Characterizing Length Scales that Determine the Mechanical Behavior of gels from Crosslinked Casein Micelles

Mechanical behavior of a protein gel plays a large role in sensory properties. Despite the large amount of research on caseins, the origin of the mechanical behavior is not well understood yet. To determine the length scales that are relevant for the mechanical behavior of casein gels, casein micelles were crosslinked with increasing amount of transglutaminase followed by acidification to form gels. The gel heterogeneity, observed with confocal microscopy, electron microscopy and light scattering showed a gradual decrease on a micrometer length scale with increasing crosslinking. Such gradual change as a function of crosslinking was also observed in the elastic modulus and the Young’s modulus of the gels. Furthermore, particle size both prior to gelation and in the gel decreased with increasing crosslinking.

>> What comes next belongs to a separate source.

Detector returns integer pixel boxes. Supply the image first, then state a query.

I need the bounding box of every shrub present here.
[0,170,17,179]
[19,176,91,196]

Casein micelle stiffness (determined by atomic force microscopy) showed a maximum and the amount of water entrapped by the gel particles and their aggregates in the gel (determined by neutron scattering) showed a minimum with increasing crosslinking. These extrema coincides with the extrema observed in kinetics of gel formation and in gel breakdown properties. It was concluded that the elasticity of the gel originates on the length scale of the casein micelle (a few hundred nanometer), while fracture properties are determined at a smaller length scale, by the structure within the casein micelle.